UPDATE:  Supernova in Messier 101 brightens Could be Binocular target in 1 week!
See The Bad Astronomer’s Blog Update !”

Perseid Meteor Shower

Each year, the Earth passes through the debris of a comet called the Swift-Tuttle. This debris is pulled in by earth’s gravity & burns up in our atmosphere. The friction from the heat generated by these tiny dust particles, no larger than the head of a pin or grain of sand, reaching speeds of approximately 45km per second slam into the gases that make up the earth’s atmosphere, causing them to burn up and give off light. Some particles are large enough to leave a glowing trail of ferry like dust called a “contrail”, similar in appearance to a jet trail than can last for several minutes. These meteors are burning up in our atmosphere approximately 80-100km above our heads. For the most part, we are quite safe.

The dust particles come from the comet known as Swift-Tuttle, named after the first 2 people to discover it. The comet leaves a path of debris as it continues in its orbit around the sun every 120-125 years. When earth crosses this debris trail, gravity takes over and the show begins! It is estimated that this debris is about 1000 years old.

If you were to trace back the streak of light to its starting point, you will find it “radiates” from the constellation Perseus. This is known as the “radiant”. As the earth turns into the debris trail scooping up these dust particles, much the same as a car driving into a snow storm, you will see more shooting stars after midnight until early morning, as this is when we are ploughing head-on into the thick of the storm.

The rate of falling stars varies from year to year, with the best reported in 1972. There are many differences in meteor counts tallied by different people in different places. The best meteor shower I ever experienced had an amazing peak of approximately 200 for one or 2 brief hours!

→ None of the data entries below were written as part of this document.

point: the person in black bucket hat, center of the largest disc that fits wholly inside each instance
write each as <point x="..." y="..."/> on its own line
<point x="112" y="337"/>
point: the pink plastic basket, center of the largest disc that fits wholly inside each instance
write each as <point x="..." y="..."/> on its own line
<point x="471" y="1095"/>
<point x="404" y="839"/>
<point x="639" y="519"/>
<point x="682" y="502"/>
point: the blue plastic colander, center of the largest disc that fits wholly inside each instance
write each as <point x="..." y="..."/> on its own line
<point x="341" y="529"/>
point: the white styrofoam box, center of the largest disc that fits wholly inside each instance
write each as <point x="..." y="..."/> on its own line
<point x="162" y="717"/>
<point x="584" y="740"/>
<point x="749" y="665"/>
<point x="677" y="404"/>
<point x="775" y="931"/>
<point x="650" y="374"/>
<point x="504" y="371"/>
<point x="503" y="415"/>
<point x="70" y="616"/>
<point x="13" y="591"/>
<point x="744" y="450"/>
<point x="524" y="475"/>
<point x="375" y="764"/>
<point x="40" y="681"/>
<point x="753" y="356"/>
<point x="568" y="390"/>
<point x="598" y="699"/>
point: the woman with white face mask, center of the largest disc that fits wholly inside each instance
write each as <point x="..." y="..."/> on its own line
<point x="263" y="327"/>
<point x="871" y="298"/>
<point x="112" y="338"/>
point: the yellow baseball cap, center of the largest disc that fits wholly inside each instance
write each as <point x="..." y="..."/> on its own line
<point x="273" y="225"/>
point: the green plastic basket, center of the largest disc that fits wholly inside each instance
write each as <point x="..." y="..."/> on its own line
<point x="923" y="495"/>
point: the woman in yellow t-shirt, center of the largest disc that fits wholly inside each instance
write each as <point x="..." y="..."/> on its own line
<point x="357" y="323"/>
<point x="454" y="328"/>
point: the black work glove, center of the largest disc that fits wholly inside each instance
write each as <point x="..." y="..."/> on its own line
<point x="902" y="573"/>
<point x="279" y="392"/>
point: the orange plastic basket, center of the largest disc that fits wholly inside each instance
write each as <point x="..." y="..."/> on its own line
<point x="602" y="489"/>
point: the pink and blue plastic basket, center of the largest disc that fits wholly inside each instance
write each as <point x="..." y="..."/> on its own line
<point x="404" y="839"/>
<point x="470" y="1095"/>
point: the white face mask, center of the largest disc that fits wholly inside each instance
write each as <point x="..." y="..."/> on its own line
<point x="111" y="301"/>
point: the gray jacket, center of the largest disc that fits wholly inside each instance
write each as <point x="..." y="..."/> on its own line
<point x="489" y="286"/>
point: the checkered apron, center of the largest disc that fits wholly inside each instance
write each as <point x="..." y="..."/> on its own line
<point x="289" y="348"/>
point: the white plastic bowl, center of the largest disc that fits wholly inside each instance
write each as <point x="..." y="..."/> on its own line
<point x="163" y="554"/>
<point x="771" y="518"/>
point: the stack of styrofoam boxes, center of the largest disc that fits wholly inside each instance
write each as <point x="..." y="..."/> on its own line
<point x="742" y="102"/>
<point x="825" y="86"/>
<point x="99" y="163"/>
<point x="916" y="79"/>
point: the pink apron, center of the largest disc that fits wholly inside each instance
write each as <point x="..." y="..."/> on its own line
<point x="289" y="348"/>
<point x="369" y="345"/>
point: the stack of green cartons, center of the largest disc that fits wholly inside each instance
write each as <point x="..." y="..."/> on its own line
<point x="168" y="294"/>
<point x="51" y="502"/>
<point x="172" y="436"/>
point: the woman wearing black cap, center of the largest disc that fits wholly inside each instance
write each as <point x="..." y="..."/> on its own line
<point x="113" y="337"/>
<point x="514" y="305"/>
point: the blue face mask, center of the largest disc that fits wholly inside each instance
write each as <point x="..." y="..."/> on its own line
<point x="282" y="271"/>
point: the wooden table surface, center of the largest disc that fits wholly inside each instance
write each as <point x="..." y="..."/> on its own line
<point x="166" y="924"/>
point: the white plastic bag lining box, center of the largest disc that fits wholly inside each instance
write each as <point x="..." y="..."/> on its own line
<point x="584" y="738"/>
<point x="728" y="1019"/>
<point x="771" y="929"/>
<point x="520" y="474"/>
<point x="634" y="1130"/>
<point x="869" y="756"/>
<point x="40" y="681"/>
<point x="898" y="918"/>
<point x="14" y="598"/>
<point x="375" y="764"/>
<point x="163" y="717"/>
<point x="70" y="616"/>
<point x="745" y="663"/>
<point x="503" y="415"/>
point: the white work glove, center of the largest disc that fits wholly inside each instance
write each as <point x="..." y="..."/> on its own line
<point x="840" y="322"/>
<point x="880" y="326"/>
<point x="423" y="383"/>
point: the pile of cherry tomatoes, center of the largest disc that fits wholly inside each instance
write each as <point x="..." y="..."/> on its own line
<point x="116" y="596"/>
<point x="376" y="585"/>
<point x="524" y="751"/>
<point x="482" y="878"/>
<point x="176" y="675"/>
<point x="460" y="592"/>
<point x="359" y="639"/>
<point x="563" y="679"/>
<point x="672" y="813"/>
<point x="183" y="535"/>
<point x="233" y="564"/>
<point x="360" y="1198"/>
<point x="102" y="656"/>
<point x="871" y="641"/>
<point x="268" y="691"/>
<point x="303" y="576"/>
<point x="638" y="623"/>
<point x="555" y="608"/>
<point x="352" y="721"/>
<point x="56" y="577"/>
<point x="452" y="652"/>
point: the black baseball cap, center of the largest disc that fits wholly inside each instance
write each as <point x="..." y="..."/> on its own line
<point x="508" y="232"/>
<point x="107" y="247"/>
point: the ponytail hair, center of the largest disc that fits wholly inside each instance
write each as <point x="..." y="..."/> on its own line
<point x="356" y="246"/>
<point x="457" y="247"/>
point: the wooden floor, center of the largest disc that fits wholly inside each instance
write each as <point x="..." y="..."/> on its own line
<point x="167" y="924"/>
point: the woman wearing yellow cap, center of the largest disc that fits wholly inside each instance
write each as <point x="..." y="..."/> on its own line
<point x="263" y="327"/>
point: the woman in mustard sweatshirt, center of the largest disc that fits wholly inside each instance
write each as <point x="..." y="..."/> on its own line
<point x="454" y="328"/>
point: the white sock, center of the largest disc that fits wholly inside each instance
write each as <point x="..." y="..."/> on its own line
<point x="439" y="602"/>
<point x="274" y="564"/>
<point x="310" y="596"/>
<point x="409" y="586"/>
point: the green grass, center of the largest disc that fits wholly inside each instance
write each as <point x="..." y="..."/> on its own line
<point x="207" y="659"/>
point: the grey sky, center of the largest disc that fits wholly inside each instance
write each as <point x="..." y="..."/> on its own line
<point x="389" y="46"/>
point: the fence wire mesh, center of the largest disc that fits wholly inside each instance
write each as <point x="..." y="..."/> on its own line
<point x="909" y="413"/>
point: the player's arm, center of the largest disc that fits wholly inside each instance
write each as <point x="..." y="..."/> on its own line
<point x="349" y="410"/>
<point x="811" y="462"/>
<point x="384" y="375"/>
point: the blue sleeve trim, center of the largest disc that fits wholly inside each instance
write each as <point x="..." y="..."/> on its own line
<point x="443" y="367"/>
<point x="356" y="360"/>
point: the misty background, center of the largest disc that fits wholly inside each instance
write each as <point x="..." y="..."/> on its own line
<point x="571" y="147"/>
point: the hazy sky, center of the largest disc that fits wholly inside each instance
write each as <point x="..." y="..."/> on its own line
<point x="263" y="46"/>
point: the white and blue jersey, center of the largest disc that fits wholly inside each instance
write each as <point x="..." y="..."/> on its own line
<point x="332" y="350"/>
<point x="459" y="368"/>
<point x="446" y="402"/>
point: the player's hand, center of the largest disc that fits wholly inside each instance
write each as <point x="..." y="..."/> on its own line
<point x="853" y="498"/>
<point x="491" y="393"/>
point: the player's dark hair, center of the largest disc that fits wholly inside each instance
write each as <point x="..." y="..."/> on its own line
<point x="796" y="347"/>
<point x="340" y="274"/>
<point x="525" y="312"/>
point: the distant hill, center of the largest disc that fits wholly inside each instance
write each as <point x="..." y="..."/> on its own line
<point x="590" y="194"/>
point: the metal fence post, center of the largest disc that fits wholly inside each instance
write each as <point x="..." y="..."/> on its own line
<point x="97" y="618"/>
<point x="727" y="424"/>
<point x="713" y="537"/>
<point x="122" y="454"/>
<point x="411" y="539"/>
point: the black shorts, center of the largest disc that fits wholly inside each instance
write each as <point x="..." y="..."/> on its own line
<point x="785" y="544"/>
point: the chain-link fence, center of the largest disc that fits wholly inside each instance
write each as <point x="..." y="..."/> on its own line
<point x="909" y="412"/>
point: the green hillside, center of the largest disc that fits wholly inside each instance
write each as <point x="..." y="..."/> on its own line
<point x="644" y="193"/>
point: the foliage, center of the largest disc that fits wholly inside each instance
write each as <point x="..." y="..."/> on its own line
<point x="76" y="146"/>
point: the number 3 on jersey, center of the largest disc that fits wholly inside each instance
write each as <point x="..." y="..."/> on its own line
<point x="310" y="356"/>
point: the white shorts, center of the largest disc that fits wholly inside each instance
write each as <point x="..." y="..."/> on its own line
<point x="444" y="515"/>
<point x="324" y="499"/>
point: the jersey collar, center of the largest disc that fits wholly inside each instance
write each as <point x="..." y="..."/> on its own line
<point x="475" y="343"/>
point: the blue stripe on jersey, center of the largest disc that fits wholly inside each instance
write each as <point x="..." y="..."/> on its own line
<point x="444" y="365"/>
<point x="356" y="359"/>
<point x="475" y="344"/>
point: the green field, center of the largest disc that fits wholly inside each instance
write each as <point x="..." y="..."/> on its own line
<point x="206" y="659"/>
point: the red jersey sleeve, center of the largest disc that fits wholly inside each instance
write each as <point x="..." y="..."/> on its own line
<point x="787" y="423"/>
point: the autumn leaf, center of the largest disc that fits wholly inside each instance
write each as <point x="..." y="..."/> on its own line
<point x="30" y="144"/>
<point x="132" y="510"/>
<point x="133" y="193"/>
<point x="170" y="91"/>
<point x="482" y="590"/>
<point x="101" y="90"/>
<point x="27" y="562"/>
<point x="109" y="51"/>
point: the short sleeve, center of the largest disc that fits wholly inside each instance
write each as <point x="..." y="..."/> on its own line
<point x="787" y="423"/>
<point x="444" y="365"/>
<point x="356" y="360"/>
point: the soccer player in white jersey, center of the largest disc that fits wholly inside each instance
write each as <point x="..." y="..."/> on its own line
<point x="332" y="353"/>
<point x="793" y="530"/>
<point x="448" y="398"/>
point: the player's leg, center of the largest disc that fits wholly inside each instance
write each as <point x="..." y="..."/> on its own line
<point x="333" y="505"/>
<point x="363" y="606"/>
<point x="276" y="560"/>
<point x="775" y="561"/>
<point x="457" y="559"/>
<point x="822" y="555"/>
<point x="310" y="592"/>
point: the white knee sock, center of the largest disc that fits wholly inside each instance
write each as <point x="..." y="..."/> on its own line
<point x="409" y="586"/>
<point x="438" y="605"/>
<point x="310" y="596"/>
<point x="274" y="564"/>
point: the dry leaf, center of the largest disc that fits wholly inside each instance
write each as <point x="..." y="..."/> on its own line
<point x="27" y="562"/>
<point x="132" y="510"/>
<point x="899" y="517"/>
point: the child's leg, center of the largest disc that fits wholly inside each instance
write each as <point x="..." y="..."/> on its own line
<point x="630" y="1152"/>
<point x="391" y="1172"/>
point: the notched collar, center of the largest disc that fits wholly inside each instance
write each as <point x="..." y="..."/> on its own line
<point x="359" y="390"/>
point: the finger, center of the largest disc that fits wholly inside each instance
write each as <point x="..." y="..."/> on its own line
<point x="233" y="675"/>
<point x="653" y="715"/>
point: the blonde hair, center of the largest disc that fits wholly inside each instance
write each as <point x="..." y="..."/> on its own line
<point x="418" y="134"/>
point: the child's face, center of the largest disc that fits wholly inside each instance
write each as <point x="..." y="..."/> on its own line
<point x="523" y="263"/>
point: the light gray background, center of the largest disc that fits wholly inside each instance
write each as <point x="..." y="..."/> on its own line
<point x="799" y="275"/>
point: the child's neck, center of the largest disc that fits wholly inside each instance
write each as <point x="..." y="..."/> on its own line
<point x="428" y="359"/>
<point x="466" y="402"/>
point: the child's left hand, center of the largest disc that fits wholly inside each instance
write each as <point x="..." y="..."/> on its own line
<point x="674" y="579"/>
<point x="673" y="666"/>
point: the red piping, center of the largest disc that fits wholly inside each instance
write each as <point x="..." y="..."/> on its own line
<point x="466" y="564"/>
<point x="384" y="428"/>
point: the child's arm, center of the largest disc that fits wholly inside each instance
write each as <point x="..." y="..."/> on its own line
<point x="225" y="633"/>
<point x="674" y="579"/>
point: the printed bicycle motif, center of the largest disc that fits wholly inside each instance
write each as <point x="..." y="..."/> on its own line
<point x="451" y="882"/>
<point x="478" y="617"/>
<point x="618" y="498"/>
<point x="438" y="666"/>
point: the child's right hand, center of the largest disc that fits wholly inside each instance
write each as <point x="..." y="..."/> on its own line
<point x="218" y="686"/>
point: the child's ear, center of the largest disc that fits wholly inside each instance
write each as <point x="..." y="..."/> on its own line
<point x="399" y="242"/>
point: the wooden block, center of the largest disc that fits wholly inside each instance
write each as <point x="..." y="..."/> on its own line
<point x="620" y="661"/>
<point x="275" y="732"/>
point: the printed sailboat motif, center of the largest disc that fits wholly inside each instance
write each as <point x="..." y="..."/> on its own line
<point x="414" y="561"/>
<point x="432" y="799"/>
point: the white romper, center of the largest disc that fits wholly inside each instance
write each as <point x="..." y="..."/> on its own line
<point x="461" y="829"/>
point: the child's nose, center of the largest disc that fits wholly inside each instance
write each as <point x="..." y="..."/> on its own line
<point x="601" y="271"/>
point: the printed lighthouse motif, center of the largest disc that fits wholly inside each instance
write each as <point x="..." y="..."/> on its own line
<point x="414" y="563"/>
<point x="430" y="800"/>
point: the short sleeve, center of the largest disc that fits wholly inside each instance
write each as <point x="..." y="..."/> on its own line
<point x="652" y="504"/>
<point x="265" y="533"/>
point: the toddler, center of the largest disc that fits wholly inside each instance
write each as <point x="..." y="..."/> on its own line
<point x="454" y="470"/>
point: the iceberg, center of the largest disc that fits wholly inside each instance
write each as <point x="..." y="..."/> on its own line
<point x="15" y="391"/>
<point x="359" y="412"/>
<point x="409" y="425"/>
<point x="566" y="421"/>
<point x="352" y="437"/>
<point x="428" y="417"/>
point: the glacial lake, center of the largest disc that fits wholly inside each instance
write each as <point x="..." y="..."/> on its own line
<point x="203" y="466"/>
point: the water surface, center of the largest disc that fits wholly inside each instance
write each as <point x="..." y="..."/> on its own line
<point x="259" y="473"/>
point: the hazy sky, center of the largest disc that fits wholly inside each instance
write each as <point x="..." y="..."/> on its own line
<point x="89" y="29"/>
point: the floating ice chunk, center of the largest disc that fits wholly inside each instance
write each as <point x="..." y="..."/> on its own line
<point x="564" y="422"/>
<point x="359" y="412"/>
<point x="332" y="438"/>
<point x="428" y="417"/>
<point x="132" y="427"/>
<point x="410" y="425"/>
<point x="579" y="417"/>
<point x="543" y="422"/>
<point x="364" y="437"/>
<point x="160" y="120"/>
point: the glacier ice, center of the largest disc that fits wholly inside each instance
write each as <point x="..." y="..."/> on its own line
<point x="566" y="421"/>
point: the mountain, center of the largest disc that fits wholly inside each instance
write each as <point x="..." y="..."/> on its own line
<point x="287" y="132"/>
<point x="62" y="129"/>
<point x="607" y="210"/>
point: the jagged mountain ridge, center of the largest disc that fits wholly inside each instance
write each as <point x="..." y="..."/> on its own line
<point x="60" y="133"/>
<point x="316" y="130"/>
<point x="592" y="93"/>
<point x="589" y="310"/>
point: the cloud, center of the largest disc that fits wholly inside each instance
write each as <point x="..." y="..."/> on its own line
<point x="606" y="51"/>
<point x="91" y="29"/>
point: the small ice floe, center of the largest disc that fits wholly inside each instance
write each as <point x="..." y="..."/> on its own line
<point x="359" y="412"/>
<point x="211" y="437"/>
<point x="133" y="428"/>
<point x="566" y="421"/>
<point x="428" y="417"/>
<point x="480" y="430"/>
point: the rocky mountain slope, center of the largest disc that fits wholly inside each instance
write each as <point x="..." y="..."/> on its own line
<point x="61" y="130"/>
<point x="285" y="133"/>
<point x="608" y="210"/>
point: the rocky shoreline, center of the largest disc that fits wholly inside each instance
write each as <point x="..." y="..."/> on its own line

For those wanting to delve a bit deeper, meteor counts are also performed using radio signals. When the particles burn up, they excite the hydrogen gas in the atmosphere which then releases a burst of radio waves at a known frequency. A search for more information on google will serve up an endless amount of interesting information for you to peruse through.

The Perseid Meteor Shower runs from about 2 weeks before and after the main peak dates of August 10-12. So keep your eyes on the skies for what is arguably The Greatest Show Off Earth!